Arabic definite phrases in Persian, etc.

eskandar

Moderator
English (US)
Why do Arabic definite phrases like الحبل المتين or الحجر الاسود get turned into grammatically incorrect genitives like حبل المتین or حجر الاسود when loaned into Persian (and Turkish and Malay)? That is, why don't these phrases either remain unchanged (why don't we have الحبل المتین in Persian?), or at least become حبلِ متین or حجرِ اسود ?
 
  • eskandar

    Moderator
    English (US)
    A guess is that the Arabic definite article al- was misunderstood as equivalent to the Persian ezaafe, so that a Persian speaker with poor Arabic might assume that Hajaru'l aswad is equivalent to Hajar-i asvad , not recognizing the mistake.

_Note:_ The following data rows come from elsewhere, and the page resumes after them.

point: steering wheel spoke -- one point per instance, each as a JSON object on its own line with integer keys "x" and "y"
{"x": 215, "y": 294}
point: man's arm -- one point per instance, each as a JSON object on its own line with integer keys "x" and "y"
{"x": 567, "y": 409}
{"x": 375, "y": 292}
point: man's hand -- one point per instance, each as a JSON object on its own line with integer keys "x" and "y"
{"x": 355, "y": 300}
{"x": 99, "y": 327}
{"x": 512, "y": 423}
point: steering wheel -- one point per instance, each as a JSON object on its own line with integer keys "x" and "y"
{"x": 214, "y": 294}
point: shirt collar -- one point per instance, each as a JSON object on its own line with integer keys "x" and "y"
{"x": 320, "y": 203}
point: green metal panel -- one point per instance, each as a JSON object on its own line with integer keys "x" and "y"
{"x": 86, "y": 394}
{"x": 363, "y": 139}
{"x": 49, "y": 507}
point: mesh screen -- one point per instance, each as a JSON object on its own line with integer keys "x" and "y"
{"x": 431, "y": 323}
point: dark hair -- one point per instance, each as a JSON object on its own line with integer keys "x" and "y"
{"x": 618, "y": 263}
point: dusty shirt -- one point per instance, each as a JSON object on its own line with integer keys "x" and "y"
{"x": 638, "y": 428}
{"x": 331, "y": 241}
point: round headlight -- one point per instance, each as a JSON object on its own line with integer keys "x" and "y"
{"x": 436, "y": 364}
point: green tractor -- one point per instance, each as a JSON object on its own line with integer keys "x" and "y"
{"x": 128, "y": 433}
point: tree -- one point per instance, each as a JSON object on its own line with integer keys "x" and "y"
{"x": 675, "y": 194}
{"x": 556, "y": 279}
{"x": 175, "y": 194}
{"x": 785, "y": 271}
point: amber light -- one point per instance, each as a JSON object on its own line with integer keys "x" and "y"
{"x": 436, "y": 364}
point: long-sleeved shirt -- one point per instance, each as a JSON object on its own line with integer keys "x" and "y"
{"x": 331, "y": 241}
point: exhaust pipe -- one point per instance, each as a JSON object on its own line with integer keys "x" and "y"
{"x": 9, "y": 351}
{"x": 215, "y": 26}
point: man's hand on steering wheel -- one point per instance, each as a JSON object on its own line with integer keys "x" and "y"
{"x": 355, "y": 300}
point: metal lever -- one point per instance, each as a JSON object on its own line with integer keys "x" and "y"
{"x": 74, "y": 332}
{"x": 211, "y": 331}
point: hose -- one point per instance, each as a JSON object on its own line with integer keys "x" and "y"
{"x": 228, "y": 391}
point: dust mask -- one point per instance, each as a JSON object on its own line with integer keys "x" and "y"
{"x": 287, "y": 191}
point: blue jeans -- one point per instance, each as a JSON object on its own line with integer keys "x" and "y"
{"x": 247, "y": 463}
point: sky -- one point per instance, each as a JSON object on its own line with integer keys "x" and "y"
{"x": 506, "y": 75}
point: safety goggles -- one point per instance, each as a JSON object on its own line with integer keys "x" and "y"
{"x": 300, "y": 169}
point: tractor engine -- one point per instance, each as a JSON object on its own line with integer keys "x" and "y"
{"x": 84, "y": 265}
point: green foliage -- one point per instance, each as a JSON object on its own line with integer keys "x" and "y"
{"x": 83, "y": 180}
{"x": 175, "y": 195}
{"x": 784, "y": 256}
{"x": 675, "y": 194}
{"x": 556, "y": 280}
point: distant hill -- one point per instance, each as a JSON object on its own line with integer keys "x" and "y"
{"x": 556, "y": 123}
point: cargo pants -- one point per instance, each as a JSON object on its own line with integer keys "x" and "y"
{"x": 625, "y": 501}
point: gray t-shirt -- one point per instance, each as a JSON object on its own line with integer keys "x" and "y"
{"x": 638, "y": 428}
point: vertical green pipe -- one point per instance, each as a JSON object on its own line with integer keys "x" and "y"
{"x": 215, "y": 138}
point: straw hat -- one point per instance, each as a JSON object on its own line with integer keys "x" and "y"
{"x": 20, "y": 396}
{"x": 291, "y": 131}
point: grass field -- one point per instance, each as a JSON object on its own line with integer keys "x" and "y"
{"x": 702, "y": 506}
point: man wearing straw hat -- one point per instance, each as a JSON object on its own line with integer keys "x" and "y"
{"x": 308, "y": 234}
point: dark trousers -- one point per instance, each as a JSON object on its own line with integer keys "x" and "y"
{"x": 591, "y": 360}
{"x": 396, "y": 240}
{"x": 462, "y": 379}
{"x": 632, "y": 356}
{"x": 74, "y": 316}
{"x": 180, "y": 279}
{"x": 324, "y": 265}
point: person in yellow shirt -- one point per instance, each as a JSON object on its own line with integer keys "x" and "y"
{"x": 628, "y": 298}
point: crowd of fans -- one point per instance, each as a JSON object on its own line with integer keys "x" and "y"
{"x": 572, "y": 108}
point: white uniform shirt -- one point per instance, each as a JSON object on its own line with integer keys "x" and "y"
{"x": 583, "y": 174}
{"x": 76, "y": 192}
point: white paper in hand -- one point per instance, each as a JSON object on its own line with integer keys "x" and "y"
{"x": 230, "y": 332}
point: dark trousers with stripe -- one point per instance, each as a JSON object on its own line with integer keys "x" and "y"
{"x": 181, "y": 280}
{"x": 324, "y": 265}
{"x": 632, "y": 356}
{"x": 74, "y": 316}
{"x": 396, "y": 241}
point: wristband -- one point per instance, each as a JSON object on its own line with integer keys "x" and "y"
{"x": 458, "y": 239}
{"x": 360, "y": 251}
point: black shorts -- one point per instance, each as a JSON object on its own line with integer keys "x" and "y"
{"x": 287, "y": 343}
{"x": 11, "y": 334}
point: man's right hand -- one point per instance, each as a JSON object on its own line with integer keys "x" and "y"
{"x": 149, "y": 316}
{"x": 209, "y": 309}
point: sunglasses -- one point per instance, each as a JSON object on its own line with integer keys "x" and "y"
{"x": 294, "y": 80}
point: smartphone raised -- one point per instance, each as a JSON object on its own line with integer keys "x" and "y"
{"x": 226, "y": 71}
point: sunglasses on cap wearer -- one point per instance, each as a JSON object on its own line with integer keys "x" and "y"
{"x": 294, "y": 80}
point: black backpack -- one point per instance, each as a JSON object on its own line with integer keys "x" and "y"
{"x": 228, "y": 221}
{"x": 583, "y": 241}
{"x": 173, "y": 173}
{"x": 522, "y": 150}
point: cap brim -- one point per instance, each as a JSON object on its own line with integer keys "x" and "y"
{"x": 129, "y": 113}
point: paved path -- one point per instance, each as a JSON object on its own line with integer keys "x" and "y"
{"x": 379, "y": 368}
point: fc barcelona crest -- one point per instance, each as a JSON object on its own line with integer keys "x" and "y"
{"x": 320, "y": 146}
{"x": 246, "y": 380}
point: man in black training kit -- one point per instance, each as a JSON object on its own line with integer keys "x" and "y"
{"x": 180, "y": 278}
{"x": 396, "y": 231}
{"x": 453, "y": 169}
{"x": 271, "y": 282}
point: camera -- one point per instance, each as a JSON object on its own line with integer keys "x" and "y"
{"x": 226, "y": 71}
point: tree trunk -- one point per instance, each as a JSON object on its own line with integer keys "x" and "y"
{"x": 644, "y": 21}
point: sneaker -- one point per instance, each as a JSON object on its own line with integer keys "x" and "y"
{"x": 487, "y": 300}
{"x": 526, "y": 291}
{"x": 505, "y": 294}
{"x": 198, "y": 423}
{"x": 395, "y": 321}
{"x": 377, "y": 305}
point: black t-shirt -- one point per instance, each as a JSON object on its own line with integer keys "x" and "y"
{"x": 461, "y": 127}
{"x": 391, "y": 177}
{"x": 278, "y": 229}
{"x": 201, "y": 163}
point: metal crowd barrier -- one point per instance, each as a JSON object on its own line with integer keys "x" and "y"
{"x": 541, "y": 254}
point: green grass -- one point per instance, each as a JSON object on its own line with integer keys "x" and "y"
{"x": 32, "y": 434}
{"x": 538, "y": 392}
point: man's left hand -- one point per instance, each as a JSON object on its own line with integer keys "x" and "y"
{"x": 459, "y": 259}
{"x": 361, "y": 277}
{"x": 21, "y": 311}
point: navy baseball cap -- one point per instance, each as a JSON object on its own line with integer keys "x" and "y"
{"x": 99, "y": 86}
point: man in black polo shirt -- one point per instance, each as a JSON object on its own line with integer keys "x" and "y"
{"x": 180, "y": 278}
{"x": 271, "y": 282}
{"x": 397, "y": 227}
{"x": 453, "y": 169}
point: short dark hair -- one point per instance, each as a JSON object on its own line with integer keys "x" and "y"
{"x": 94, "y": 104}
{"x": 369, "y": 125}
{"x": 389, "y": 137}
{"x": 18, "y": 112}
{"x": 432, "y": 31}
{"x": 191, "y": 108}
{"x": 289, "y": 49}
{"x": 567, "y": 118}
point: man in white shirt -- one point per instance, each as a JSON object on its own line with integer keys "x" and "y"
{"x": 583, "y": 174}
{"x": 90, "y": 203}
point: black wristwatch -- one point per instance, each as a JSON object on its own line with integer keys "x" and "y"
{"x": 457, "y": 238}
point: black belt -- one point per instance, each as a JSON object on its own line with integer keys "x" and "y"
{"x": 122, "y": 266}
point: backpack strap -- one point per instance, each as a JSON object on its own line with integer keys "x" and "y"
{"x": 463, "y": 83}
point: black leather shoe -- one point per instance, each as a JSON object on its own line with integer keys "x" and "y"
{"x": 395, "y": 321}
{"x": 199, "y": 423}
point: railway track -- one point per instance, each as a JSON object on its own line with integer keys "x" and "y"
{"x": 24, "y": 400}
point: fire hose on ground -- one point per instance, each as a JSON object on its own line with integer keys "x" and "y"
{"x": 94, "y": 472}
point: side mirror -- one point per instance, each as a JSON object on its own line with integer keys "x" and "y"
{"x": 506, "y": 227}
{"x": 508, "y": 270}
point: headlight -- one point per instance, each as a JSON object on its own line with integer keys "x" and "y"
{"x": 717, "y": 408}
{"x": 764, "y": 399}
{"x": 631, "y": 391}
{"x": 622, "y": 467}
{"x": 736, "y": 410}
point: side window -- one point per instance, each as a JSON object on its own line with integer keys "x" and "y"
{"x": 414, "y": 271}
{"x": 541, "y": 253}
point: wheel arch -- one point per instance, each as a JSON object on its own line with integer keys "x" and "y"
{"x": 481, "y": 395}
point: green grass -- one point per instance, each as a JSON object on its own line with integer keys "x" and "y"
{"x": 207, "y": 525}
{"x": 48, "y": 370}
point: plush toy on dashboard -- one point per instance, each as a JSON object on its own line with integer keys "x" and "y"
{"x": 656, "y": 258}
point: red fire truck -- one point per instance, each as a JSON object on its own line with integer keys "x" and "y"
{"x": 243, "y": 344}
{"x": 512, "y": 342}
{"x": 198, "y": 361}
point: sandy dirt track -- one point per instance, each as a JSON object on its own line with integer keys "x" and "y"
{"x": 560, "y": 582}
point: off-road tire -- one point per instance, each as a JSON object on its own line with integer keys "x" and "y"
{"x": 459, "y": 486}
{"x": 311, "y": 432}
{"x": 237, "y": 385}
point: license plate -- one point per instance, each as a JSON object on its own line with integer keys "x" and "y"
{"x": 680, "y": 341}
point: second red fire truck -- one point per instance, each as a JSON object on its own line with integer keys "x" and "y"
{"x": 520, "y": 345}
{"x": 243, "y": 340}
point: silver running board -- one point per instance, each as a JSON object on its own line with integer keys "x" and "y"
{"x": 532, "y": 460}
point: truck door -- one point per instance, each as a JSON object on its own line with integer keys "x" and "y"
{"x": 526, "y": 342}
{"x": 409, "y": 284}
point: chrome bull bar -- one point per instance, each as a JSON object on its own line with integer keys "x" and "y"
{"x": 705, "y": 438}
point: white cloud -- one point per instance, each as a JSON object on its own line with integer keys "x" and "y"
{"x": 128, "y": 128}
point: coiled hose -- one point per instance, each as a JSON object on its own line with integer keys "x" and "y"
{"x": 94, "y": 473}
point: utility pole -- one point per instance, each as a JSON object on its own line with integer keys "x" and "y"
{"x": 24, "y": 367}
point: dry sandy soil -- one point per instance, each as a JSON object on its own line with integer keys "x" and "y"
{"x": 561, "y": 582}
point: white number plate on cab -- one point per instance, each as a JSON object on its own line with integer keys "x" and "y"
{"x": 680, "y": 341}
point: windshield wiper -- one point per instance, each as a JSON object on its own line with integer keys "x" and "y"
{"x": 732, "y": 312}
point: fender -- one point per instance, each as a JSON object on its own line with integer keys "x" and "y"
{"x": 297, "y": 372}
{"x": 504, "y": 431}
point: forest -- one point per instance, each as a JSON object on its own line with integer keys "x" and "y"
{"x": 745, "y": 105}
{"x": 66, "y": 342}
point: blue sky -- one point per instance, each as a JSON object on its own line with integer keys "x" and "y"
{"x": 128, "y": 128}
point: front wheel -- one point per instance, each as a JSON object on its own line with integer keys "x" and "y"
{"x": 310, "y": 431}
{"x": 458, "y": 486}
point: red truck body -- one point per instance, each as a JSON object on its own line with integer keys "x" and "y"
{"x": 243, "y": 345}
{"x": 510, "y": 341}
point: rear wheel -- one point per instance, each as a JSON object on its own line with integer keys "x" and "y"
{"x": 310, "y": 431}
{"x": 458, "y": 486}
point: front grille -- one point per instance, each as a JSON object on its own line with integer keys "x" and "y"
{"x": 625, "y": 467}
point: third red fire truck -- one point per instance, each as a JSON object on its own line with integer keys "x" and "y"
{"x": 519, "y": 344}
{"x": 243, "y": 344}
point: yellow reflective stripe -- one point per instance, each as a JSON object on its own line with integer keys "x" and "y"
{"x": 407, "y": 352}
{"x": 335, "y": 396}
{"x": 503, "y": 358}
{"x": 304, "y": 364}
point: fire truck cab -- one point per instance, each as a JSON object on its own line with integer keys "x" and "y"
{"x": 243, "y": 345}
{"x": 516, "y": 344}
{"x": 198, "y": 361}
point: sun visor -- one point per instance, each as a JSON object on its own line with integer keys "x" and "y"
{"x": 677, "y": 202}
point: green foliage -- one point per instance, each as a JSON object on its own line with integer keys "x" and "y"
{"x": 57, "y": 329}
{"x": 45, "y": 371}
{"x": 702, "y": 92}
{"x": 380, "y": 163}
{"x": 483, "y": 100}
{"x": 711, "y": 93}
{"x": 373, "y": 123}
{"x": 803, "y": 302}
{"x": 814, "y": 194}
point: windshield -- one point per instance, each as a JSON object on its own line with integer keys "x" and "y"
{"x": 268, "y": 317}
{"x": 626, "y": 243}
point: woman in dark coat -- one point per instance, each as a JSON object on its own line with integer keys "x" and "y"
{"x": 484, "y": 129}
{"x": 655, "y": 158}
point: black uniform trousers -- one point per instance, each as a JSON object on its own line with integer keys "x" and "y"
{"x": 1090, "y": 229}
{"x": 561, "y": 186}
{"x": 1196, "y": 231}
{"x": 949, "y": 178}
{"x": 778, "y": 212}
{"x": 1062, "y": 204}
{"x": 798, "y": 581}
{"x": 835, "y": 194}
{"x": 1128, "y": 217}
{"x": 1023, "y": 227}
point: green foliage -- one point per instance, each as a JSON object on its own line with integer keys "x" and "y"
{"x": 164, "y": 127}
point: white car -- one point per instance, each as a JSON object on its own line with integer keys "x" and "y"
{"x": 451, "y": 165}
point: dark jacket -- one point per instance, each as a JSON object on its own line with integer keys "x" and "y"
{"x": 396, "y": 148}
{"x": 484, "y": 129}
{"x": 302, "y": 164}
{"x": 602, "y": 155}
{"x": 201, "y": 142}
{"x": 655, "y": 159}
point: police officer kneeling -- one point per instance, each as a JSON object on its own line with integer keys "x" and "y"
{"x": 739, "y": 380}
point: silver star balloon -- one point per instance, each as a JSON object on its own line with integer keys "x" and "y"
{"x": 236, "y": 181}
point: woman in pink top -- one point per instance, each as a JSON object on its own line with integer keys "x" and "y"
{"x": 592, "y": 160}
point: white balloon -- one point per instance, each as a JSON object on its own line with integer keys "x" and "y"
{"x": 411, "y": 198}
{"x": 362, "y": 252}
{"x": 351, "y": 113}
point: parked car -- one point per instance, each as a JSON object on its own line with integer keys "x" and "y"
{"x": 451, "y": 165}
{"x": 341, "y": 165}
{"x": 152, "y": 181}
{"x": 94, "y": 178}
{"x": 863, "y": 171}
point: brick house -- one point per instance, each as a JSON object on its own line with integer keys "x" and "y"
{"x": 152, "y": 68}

But given that these 'mistakes' are ubiquitous, I feel there must be something more to it - surely a poet who knows Arabic well, like Farid al-Din 'Attar, would use the correct form, yet he too (like all the others) uses حجر الاسود and not الحجر الاسود. Does anyone have thoughts on this?
     

    fdb

    Senior Member
    French (France)
    There are Arabic precedents for the use of “muḍāf + genitive adjective” in the meaning “noun + attributive adjective”, for example the Qur’anic dāru l-ʼāxirati [16:30] in the sense of ad-dāru l-ʼāxiratu.
     

    Ihsiin

    Senior Member
    English
    In colloquial Arabic it is also common to drop the article in proper nouns that have the definite article, and in proper nouns that have two words, such as الحجر الأسود, only the first article is dropped. I don't think it's analysed as a genitive construction in this case, but as a self-contained proper noun.
     

    eskandar

    Moderator
    English (US)
    Thank you @fdb and @Ihsiin for these helpful responses. Would you count حياة الدنيا (without definite article on the first word) among constructions of this type?